Nozzle configuration Nozzle hole shape Laval nozzle Number of nozzle holes
Throat inner diameter of 16 nozzle holes 1
5mm nozzle hole angle θ
5°

FIG. 5 is a diagram showing the implementation conditions and the completion time of the metal melting, and as shown in this diagram, the time required for the metal melting was only 7 minutes. Furthermore,
The adhered metal was melted uniformly over the entire surface.

(Example 2) The configuration of the nozzle was as follows, and the conditions for the insertion position of the lance and the amount of oxygen supplied were as shown in Figure 6, and approximately 40T of adhered metal was melted and removed. did. Further, the back pressure in the nozzle hole was adjusted to about 4 kg/cm2 to 7 kg/cm2.

[0035] Nozzle configuration: Shape of nozzle hole
Laval nozzle Number of nozzle holes and nozzle hole angle θ 6 nozzle holes of 10° and 6 nozzle holes of 25° arranged alternately Nozzle hole throat inner diameter
14.5mm

FIG. 6 is a diagram showing the implementation conditions and the completion time of the metal melting. As shown in this diagram, the metal melting was completed in 10 minutes. The deposited metal was dissolved uniformly over the entire surface.

(Conventional example) Using a lance fitted with the jig shown in FIGS. 8 and 9, the conditions for inserting the lance and the amount of oxygen supplied are as shown in FIG. was dissolved and removed. As a result, as shown in FIG. 7, it took 15 minutes to dissolve and remove the adhered metal, and Example 1
Approximately twice as much time was required as compared to the case of . In addition, damage to the bricks was observed in a part of the furnace mouth.

[0038]

[Effects of the Invention] In the present invention, a plurality of nozzle holes for injecting oxygen are provided radially in the lower part of the nozzle.
Oxygen can be injected uniformly over the entire circumference of the converter mouth. In addition, since the slope of this nozzle hole is downward from 0° to 30°, it is possible to melt a wide range of base metal by scraping it off obliquely from above, which significantly shortens the time required to remove the base metal. , damage to refractories is avoided.

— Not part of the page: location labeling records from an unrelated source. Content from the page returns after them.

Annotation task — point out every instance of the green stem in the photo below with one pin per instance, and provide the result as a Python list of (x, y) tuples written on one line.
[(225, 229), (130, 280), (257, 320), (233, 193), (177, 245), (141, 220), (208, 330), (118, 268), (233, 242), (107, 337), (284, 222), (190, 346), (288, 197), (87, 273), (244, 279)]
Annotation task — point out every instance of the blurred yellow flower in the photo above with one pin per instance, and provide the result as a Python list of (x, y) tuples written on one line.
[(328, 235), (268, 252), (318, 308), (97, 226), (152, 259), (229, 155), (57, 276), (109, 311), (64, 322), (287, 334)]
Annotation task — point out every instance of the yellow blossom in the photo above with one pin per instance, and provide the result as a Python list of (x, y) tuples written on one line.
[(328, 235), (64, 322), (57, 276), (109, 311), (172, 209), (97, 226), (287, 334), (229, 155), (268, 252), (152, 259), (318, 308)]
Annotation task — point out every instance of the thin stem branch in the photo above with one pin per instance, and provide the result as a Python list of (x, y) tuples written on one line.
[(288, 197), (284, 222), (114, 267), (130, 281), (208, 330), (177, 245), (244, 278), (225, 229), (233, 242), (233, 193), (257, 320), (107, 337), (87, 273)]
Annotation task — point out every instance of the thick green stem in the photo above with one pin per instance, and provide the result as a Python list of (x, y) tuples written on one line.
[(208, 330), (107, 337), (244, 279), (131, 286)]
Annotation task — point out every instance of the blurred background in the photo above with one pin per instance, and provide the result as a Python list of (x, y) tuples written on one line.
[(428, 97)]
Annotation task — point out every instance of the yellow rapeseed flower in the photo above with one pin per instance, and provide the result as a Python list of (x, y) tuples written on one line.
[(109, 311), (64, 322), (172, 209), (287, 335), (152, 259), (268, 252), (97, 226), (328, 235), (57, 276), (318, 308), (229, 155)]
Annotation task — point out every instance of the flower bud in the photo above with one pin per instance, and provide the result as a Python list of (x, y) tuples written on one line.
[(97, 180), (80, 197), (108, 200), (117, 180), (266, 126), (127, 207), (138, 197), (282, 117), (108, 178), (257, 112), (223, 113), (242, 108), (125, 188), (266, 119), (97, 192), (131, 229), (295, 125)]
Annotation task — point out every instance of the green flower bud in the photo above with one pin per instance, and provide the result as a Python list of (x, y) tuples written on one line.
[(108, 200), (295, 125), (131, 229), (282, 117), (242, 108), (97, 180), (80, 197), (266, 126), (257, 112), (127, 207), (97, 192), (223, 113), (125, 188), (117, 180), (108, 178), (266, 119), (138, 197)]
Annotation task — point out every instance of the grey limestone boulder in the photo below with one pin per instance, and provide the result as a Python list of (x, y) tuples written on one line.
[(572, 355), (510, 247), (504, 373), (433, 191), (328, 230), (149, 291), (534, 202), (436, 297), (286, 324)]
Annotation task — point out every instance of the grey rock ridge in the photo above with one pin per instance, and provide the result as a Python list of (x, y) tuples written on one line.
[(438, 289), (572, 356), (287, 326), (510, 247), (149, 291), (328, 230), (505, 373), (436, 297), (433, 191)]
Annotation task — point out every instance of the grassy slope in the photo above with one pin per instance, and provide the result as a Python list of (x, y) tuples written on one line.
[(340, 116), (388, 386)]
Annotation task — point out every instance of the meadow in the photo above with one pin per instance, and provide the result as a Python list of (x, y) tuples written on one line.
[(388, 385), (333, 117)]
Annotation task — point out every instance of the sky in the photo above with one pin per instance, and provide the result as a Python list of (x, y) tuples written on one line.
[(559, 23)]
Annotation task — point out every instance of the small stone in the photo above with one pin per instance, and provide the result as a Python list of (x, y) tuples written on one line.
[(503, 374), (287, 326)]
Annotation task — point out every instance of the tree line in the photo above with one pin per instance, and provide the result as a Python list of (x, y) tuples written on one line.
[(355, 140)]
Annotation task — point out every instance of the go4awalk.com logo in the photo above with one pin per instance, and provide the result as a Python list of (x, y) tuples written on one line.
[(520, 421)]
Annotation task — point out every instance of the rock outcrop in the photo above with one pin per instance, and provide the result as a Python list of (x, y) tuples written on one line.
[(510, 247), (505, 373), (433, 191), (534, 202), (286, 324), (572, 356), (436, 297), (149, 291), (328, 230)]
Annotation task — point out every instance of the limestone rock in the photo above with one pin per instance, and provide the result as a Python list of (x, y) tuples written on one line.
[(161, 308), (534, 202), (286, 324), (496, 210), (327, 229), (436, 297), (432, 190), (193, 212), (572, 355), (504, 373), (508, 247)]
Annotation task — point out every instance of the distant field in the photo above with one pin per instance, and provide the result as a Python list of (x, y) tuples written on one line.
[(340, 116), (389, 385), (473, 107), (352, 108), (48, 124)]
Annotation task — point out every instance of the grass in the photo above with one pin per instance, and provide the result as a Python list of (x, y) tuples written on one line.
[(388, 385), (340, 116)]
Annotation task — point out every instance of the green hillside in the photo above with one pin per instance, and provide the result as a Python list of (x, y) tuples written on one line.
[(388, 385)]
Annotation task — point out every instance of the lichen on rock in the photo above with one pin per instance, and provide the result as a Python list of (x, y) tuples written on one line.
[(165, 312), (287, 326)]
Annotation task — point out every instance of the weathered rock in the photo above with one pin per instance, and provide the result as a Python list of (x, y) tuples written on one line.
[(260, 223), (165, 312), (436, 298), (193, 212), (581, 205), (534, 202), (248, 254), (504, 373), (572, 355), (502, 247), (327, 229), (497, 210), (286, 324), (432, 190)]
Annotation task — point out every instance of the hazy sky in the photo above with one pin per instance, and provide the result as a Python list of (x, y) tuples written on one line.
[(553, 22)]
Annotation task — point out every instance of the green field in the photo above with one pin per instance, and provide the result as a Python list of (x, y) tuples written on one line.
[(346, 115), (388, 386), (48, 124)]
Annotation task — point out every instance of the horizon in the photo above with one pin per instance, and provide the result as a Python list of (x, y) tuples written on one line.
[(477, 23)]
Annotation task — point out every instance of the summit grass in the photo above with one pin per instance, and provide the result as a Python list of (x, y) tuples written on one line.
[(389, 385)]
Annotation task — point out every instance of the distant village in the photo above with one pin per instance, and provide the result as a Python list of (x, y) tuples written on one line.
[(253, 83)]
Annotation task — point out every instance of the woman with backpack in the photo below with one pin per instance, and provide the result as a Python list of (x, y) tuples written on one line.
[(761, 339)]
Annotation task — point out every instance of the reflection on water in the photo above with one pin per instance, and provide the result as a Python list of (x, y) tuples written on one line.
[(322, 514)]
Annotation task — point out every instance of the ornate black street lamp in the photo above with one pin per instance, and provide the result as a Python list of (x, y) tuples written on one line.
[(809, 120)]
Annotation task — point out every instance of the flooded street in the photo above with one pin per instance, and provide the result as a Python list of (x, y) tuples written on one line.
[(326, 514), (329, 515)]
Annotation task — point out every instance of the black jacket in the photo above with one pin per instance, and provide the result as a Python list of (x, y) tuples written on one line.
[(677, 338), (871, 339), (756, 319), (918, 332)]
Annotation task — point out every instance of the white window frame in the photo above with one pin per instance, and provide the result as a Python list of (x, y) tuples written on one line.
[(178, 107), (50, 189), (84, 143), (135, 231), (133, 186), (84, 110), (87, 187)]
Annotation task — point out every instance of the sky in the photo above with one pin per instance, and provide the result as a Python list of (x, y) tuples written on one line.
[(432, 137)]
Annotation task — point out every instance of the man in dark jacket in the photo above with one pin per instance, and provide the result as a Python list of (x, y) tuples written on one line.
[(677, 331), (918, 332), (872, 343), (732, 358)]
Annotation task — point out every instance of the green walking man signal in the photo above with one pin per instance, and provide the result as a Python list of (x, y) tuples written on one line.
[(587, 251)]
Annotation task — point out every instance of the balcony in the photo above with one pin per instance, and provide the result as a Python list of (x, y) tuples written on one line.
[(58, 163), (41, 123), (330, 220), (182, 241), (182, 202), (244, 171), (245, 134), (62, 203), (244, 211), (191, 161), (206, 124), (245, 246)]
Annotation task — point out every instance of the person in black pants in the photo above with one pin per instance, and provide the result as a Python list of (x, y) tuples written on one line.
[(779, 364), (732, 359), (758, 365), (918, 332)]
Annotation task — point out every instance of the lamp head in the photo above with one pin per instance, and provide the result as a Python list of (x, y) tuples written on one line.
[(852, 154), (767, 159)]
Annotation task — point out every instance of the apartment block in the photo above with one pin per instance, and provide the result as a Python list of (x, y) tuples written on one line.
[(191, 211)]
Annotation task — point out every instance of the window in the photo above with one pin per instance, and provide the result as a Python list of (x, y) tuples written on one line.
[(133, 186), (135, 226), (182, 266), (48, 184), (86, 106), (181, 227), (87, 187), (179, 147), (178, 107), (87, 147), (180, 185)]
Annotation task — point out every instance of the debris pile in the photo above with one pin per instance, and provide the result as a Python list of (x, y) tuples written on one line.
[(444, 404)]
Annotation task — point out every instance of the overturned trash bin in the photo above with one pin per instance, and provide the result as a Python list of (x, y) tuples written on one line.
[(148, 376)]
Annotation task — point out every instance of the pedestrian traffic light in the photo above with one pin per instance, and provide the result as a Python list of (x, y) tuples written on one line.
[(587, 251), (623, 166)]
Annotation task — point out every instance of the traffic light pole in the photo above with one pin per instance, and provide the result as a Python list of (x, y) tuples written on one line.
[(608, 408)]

Furthermore, when the shape of the nozzle hole is a Laval nozzle, the oxygen injection flow velocity can be set in a supersonic range suitable for cutting the bare metal, and the time required for removing the bare metal can be further shortened.

Furthermore, when the surface of the lance is plated with chrome, fusion of molten and scattered metal does not occur, and the life of the lance is extended.

[Brief explanation of drawings]

FIG. 1 is a schematic sectional view showing the lower part of an embodiment according to the present invention.

FIG. 2 is a view taken along the line II in FIG. 1;

FIG. 3 is an explanatory diagram showing the preparation state of the bullion melting lance during blowing.

FIG. 4 is an explanatory diagram showing a state in which metal is melted by the metal melting lance of the present invention after blowing is completed.

FIG. 5 is a diagram showing implementation conditions and metal melting completion time in Example 1.

FIG. 6 is a diagram showing implementation conditions and metal melting completion time in Example 2.

FIG. 7 is a diagram showing implementation conditions and metal melting completion time in a conventional example.

FIG. 8 is a longitudinal sectional view showing a state in which a jig is attached to the main lance for blowing.

FIG. 9 is a bottom view of FIG. 8;

[Explanation of symbols]

1　Lance for metal removal 5 Oxygen flow path 8 Nozzle hole 21 Converter 22 Bullion attached to the furnace mouth

Claims (3)

[Claims] Claim 1: A plurality of nozzle holes for injecting oxygen are provided in the lower part radially from the inside to the outside, and the slope of the nozzle holes is 0° downward from the inside to the outside.
A lance for removing metal adhered to the mouth of the converter within a range of 30 degrees from 2. The lance for removing metal deposited at the mouth of a converter according to claim 1, wherein the nozzle hole has a Laval nozzle shape. [Claim 3]Claim 1 in which the outer surface is chrome plated.
Or the lance for removing metal deposited at the mouth of a converter according to claim 2.